Experimentell und vor allem interessant gestaltet es sich beim wohl ambitioniertesten Zubehör-Projekt, welches nicht mehr das Licht der Welt erblickte - das VR-Headset. Mit dem VR-Headset wollte Atari den Wunsch der Spieler nach „Virtual Reality“ erfüllen, DAS Zauberwort der 90er Jahre. Leider führten Ataris finanzielle Schwierigkeiten dazu, dass der Entwickler Virtuality nicht mehr weiter bezahlt und die Entwicklung eingestellt wurde. 2 Prototypen haben jedoch überlebt und befinden sich in Sammlerhänden. Auf dem E-Jagfest 2009 in Kaarst konnte es jedoch angespielt werden. Einen ausführlichen Hands-On Bericht findet ihr ebenfalls bei neXGam. Ein weiteres interessantes Zubehör stellt das Voice Modem dar, welches es ermöglicht über die Telefonleitung einen anderen Jaguar anzuwählen und quasi „online“ gegen einen Gegner anzutreten. Einige Prototypen von diesem Modem überlebten die Säuberungsaktion der Atari Headquarters und machen nun die Runde in Sammlerkreisen.

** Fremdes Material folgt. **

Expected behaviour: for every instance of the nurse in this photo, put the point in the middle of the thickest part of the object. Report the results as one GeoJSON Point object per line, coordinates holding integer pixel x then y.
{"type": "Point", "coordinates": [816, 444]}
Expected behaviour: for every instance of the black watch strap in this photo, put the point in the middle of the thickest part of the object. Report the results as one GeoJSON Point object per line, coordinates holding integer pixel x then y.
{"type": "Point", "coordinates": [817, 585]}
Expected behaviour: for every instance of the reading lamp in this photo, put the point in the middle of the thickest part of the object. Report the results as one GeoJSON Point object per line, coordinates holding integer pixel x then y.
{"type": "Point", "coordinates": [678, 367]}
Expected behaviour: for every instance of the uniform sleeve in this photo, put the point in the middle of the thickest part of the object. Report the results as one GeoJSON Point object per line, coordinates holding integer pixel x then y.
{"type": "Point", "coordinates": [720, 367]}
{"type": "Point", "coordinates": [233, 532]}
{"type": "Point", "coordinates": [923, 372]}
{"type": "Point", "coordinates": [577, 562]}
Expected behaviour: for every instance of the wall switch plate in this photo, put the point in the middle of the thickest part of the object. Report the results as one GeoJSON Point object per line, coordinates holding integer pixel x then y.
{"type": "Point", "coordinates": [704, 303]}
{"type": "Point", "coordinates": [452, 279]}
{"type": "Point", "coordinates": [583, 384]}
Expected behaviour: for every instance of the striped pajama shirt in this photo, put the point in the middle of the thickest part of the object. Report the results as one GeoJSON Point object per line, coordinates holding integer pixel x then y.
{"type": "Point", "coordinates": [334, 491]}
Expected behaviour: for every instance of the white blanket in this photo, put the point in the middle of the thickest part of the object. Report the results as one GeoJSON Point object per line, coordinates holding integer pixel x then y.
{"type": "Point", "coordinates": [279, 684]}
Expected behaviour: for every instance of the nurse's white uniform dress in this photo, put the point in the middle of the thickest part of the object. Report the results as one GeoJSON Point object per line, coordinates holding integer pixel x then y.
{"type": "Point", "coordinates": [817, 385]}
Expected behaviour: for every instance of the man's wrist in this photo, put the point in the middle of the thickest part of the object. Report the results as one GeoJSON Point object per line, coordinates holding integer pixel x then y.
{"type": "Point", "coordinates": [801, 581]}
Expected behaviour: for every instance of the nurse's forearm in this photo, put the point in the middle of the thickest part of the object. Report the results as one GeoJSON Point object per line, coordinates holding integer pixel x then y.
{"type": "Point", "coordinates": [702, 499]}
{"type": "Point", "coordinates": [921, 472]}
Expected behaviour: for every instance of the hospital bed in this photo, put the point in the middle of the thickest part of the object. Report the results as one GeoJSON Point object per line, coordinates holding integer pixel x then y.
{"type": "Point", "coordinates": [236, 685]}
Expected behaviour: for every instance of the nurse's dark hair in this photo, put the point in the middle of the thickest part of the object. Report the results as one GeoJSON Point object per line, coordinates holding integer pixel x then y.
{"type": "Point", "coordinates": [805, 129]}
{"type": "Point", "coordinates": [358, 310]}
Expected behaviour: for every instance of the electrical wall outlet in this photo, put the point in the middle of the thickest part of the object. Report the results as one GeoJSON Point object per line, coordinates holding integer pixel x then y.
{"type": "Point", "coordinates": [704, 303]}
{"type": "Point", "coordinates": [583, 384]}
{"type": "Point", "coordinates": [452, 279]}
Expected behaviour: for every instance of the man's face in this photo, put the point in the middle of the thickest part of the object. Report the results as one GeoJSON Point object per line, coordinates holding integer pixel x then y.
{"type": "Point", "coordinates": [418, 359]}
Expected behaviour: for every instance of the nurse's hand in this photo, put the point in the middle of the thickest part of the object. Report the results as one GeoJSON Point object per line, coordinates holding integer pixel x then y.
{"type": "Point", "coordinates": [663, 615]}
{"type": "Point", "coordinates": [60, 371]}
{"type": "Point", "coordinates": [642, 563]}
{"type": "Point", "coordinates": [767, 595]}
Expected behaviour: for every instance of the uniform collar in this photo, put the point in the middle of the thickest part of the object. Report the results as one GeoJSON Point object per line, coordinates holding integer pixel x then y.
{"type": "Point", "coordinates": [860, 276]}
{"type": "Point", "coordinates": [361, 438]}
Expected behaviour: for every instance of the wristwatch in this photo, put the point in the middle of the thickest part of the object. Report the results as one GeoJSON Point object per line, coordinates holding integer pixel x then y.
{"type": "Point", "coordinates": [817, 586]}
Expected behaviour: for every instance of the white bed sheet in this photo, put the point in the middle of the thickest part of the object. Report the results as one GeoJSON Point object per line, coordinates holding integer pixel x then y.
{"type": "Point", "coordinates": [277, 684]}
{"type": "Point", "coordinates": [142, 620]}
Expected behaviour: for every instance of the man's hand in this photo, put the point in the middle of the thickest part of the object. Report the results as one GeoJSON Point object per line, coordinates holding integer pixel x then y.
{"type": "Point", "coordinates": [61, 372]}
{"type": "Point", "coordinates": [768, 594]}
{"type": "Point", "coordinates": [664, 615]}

Interessanterweise unterstützt das Spiel Ultra Vortek das Voice Modem. Durch einen Cheat im Hauptmenü schaltet ihr das Connection Menü für das Voice Modem frei.
Technische Details
Hier noch die technischen Details des Atari Jaguar:
Maße: | 260 x 240 x 50 mm (Länge x Breite x Höhe) |
CPU: | Motorola MC68000 16-Bit CISC |
Taktfrequenz: | 13.3 MHz |
RAM: | 2 MByte |
Grafikchip: | 64-Bit RISC (Codename: TOM) |
Auflösung: | 640x480 |
Farbpalette und -tiefe: | 16,7 Mio. Farben bei bis zu 24 Bit Farbtiefe |
Ports: | 2 Joystick Ports, 1 Modulschacht, Power In, AV Out |
Sound: | 32-Bit Stereo (Codename JERRY) |
Der Jaguar nimmt in meiner persönlichen Favoritenliste eine Sonderstellung ein. Bereits zum Release 1994 habe ich dank eines finanzkräftigen Freundes die Gelegenheit gehabt Ataris 64-Bit Angriff zu testen und war als Atari-Fan der ersten Stunde sofort angetan, nicht zurletzt weil wir im Vorfeld fleißig Fachmagazine studiert hatten und somit Fehlkäufe ausblieben. Mit einem Startpaket aus Tempest 2000, Alien vs. Predator und Cybermorph hatten wir mächtig Spaß. die Liebe zur Raubkatze riss bis heute nicht ab und so wird auch jetzt noch fleißig jedes Spiel und Zubehör für Ataris letzten Kraftakt gesammelt.